Coupes de prostate en axiale et sagittale T2 haute résolution. © Jonathan Charlois

Résumé

L’IRM prostatique est aujourd’hui l’examen de référence dans la détection et la caractérisation du cancer de la prostate, grâce à un protocole multiparamétrique combinant des séquences morphologiques et fonctionnelles. Elle permet de localiser avec précision les lésions suspectes, d’en estimer l’agressivité et de guider les biopsies de manière ciblée.
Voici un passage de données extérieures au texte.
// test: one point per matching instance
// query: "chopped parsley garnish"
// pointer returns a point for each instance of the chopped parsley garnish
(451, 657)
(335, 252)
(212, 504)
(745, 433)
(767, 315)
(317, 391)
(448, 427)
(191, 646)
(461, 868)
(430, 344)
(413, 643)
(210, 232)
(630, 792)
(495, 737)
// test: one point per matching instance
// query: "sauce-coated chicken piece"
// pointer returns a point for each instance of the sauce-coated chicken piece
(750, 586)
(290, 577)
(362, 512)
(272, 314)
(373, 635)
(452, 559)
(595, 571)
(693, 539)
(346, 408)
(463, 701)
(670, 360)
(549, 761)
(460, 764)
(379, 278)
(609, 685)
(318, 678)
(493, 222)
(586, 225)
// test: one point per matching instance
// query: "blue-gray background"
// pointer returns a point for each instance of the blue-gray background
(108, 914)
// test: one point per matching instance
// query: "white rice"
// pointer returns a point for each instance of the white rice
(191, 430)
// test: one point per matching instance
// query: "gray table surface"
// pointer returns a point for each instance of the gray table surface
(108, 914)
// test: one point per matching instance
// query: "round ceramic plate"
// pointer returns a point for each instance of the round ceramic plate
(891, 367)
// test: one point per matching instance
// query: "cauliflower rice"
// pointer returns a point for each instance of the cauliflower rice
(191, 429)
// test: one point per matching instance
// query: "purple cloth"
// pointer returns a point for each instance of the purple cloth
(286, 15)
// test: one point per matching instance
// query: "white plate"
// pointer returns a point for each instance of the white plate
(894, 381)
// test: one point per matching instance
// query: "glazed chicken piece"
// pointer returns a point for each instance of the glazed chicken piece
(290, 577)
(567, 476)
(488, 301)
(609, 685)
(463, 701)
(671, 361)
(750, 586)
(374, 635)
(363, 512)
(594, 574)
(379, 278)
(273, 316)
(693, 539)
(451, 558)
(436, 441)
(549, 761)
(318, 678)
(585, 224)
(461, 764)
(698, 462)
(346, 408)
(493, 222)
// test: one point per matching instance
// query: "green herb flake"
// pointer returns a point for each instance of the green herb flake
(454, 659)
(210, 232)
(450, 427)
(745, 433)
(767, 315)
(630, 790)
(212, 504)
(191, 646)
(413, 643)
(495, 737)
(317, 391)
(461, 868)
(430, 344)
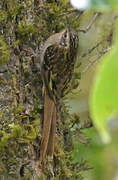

L’examen repose sur des séquences T2 haute résolution, de diffusion (DWI/ADC), de perfusion dynamique (DCE), ainsi qu’une séquence T2 pelvienne étendue pour la recherche d’adénopathies. Pour une qualité d’image optimale, l’examen doit idéalement être réalisé sur une IRM 3 Tesla ainsi qu’une préparation rigoureuse du patient doit être faite (rectum vidé, vessie modérément remplie). L’interprétation selon le score PI-RADS permet de stratifier les lésions selon leur probabilité de malignité. L’IRM prostatique s’impose donc comme un outil clé dans le diagnostic, la planification des biopsies et l’évaluation de l’extension du cancer prostatique.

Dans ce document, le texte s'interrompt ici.